Ultimo film di Spike Lee del 2018, Blackkklansman è l’adattamento cinematografico del libro autobiografico Black Klansman dell’ex poliziotto Ron Stallworth. Nel cast figurano Adam Driver e John David Washington, figlio di Denzel che ha recitato in numerosi film dello stesso regista.

La trama tratta eventi realmente accaduti negli anni ’70 quando il primo detective afro-americano di Colorado Springs decide di infiltrarsi sotto copertura in quello che risulta essere il Ku Klux Klan ai suoi inizi. Il film è stato selezionato in concorso a Cannes e l’uscita nelle sale americane è stata fatta coincidere, come segno di denuncia, con l’anniversario del cosiddetto Charlottesville rally dell’ 11-12 Agosto 2017. Data in cui un numeroso gruppo di neo-fascisti e neo-nazisti ha organizzato una marcia antisemita e razzista nella città di Charlottesville, Virginia, scontrandosi violentemente con gli oppositori del movimento.

Oltre a questo riferimento esterno, la storia evidenzia rimandi chiari alla vicenda e nel finale mostra immagini originali dell’accaduto collegandosi anche alla situazione americana attuale. All’interno del film numerosi personaggi, dichiaratamente razzisti, citano in parte i discorsi del Presidente Trump. Spike Lee ancora una volta tratta un tema politico e sociale attuale e difficile, e utilizza lo strumento cinematografico per portare il pubblico a riflettere e a comprendere come la situazione di oggi, purtroppo, non sia così distante da quello degli anni ’70.

Ed è proprio il finale a lasciare senza parole di fronte alla crudezza delle immagini che colpiscono lo spettatore in modo violento ed eclatante lasciandolo in silenzio di fronte a una bandiera americana che perde i suoi colori, e in bianco e nero rimane fissa sullo schermo senza alcun suono.
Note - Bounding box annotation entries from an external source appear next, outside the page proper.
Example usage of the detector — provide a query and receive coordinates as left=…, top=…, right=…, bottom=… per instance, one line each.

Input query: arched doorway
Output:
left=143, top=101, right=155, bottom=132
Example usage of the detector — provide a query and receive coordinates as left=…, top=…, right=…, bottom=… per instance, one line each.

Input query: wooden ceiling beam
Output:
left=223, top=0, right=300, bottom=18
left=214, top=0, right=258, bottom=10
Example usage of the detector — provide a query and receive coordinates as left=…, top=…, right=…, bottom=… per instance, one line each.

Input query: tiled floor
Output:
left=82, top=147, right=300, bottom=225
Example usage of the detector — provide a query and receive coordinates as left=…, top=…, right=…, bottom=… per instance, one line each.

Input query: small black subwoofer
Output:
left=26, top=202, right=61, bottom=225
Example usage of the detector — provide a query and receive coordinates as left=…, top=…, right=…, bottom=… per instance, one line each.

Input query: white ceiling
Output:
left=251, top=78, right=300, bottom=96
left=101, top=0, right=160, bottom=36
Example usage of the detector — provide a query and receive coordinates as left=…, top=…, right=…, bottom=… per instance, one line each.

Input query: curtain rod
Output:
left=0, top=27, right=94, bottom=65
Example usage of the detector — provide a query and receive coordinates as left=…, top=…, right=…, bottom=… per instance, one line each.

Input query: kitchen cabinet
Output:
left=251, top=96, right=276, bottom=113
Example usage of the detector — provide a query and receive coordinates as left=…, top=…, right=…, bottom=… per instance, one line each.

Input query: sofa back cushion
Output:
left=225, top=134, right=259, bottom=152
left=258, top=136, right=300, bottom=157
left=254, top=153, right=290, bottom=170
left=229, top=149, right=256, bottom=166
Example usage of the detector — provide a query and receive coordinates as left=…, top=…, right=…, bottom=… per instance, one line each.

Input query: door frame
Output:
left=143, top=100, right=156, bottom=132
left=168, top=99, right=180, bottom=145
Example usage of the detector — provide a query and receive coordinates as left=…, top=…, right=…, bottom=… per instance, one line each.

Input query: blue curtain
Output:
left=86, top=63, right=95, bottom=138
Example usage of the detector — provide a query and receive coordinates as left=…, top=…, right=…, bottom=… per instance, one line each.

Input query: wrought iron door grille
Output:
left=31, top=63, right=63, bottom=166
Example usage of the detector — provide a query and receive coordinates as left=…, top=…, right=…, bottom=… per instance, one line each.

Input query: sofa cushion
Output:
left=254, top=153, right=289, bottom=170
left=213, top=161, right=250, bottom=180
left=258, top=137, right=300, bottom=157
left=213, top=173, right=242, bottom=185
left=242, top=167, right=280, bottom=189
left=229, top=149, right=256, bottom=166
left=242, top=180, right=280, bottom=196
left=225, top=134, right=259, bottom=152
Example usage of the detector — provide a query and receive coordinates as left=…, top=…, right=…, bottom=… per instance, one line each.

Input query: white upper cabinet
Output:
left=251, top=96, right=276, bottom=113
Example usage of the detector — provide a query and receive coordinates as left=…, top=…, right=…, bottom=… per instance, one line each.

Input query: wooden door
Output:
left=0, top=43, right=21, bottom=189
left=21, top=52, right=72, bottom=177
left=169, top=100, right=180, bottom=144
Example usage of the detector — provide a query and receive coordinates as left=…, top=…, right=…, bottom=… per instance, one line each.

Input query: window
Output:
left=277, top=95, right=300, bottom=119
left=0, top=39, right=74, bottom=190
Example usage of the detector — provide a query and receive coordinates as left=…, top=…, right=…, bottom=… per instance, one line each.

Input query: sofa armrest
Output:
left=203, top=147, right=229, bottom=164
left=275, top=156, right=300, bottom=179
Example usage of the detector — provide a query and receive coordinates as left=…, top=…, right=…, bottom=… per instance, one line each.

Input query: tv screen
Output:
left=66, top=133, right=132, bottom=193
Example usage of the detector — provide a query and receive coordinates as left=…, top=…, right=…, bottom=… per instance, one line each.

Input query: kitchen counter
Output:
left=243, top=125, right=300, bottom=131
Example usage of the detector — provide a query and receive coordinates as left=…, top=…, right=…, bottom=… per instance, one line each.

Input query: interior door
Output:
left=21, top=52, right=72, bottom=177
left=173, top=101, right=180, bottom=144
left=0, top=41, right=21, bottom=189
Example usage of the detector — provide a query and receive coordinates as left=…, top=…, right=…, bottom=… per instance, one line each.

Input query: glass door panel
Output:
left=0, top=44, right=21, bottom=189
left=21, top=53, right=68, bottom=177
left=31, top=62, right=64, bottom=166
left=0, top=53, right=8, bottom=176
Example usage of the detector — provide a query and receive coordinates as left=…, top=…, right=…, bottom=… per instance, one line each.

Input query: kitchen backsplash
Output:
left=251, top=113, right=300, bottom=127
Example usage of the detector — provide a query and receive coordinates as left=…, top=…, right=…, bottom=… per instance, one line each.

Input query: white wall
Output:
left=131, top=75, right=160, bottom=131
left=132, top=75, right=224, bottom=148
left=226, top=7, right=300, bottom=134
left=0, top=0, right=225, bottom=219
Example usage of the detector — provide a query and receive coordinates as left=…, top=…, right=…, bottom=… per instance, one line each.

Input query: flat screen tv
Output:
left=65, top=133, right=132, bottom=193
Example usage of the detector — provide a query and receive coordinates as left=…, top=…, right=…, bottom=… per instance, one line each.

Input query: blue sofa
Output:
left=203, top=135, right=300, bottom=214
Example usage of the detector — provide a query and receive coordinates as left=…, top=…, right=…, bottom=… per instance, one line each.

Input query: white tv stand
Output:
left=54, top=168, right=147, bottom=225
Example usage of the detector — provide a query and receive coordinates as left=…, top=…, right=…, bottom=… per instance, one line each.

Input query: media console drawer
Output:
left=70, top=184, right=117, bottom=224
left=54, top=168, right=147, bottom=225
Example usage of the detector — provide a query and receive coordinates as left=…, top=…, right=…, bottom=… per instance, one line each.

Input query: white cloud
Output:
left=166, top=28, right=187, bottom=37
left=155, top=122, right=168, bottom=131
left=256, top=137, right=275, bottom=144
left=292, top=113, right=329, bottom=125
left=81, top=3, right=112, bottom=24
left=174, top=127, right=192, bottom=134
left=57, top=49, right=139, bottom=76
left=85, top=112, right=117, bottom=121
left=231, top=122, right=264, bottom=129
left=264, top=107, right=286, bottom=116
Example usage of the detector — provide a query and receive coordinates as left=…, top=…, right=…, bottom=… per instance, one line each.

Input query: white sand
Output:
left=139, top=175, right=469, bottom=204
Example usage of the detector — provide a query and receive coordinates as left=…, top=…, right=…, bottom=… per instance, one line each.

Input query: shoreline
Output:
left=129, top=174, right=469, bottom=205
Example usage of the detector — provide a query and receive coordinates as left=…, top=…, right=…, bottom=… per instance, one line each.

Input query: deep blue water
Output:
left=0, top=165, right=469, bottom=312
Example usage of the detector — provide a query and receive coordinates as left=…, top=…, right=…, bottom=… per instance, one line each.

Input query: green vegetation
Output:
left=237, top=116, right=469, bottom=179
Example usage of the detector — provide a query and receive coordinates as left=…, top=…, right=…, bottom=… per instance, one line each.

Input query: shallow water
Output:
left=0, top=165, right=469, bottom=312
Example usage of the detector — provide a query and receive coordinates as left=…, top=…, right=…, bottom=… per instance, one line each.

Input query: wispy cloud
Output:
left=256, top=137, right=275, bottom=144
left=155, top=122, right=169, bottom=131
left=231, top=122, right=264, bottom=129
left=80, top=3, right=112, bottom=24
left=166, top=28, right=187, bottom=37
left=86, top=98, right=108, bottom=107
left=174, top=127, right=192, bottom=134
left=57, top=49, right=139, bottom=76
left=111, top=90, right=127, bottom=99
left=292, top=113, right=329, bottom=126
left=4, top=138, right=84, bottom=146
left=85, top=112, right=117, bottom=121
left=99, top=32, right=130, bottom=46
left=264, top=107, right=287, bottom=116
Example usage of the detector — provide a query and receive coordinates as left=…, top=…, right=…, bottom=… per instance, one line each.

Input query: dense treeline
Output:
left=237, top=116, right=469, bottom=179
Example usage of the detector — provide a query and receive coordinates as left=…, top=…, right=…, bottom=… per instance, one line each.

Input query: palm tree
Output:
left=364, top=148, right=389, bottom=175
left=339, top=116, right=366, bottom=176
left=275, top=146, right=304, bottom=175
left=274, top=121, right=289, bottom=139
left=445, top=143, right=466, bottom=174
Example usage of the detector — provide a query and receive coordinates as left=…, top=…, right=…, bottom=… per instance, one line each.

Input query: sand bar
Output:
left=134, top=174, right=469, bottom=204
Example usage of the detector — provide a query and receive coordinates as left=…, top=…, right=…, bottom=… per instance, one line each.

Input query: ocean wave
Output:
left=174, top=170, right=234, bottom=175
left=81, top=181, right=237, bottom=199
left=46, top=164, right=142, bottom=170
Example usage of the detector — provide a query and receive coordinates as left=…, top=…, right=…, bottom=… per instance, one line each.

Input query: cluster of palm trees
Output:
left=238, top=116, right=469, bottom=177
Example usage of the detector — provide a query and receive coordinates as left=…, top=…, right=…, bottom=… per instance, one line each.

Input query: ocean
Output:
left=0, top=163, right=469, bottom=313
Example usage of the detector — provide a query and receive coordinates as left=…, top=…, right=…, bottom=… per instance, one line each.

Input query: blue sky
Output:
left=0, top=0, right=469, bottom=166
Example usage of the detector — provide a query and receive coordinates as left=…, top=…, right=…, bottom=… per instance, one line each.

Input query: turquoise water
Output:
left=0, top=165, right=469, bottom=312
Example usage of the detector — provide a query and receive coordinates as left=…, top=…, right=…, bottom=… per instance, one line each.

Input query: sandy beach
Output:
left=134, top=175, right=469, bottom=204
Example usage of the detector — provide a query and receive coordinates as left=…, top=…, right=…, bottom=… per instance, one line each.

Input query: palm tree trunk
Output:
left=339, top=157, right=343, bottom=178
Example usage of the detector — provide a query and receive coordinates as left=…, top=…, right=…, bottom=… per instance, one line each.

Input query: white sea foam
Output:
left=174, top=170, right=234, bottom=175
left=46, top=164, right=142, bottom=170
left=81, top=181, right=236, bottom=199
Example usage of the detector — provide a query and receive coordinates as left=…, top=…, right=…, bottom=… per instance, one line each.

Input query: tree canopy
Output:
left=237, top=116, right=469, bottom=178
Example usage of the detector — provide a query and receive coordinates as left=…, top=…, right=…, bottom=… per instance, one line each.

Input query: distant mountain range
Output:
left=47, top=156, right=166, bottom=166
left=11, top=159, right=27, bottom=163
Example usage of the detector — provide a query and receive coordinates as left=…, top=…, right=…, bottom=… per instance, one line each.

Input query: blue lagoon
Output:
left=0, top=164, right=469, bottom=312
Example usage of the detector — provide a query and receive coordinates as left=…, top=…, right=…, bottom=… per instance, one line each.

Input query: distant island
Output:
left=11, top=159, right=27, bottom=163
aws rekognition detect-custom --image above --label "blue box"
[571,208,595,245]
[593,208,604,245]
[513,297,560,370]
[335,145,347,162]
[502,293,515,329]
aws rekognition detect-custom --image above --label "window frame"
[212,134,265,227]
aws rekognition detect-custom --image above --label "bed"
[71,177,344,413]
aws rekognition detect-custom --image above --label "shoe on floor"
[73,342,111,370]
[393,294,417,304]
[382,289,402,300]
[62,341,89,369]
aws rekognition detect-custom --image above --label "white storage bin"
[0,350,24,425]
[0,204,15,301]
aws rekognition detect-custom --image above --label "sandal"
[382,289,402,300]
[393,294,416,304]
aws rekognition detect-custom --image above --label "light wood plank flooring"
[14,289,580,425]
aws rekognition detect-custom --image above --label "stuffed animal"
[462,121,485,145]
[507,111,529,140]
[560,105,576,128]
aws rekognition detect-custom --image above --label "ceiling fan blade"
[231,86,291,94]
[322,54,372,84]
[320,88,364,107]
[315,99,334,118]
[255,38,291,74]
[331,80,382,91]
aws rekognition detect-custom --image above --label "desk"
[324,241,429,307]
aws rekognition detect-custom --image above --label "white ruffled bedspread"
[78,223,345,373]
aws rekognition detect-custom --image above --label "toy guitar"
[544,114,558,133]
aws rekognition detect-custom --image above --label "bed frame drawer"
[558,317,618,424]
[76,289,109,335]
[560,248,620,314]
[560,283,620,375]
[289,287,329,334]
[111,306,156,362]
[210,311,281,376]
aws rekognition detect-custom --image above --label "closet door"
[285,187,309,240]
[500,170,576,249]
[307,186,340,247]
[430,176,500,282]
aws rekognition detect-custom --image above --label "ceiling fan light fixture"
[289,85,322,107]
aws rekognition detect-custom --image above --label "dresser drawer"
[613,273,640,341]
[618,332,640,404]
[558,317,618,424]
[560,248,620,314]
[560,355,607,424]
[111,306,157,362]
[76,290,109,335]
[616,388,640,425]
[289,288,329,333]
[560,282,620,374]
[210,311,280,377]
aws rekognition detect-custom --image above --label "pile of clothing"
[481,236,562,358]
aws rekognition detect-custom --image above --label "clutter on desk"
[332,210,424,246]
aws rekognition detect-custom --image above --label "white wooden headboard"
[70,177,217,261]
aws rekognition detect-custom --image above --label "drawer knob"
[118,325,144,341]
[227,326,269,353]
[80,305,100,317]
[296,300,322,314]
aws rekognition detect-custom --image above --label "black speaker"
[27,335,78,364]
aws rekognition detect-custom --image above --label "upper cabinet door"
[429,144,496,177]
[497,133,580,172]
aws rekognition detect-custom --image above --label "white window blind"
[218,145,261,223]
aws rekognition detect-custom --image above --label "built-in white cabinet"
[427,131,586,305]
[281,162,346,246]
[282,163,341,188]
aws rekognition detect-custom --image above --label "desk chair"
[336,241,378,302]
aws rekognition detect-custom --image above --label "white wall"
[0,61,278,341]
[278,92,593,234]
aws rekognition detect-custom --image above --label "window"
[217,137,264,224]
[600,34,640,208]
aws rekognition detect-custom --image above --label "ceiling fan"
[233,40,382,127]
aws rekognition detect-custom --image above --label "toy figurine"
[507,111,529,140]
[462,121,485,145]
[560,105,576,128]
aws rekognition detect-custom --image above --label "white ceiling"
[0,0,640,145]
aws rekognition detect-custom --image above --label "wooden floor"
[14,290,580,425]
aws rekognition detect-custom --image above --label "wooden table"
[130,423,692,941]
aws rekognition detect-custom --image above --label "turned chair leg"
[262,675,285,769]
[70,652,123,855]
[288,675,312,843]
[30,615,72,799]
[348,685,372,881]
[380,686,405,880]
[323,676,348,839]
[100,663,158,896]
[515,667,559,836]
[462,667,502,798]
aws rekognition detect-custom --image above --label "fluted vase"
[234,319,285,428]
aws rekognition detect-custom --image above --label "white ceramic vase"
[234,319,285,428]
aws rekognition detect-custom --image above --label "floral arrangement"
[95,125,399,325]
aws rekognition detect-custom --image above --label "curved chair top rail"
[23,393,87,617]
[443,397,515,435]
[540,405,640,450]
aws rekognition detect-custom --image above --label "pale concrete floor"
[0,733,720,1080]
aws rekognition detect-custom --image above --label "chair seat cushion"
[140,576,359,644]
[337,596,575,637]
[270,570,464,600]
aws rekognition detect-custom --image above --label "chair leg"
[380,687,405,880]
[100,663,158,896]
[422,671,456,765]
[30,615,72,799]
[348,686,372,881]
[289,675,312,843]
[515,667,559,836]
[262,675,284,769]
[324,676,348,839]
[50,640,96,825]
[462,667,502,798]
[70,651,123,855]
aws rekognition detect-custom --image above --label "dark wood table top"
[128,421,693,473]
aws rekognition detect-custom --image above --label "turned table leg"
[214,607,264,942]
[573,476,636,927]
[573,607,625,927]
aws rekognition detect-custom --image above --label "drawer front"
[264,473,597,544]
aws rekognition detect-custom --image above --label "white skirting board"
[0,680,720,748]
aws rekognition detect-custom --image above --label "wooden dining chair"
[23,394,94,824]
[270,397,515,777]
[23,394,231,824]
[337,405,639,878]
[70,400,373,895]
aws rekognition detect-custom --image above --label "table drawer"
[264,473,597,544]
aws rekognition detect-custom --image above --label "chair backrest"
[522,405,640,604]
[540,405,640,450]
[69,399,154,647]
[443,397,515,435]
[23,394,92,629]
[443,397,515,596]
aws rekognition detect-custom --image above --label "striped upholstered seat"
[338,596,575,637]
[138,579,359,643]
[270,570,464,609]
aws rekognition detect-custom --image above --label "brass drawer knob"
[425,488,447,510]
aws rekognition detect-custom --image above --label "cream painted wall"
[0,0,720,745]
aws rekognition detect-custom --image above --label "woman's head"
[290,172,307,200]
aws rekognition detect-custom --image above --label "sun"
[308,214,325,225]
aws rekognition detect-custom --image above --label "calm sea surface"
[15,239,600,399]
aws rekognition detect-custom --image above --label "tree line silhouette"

Il regista anche questa volta non ci delude e riesce a creare un prodotto che risulta veloce e di intrattenimento, che si trova a metà tra una commedia e un drama. I personaggi appartenenti al KKK vengono rappresentati in modo grottesco, quasi ironico, a sottolineare quanta stupidità ed ignoranza ci siano dietro mentalità di un certo tipo. Con una colonna sonora eccezionale, ambientazioni e costumi incredibilmente veritieri e curati, Spike Lee concentra l’attenzione sui protagonisti della vicenda e sulla loro psicologia. Il messaggio trasmesso è infatti quello di accettarsi e di non cercare di scendere a compromessi per mimetizzarsi in una società che sembra volere solo conformismo.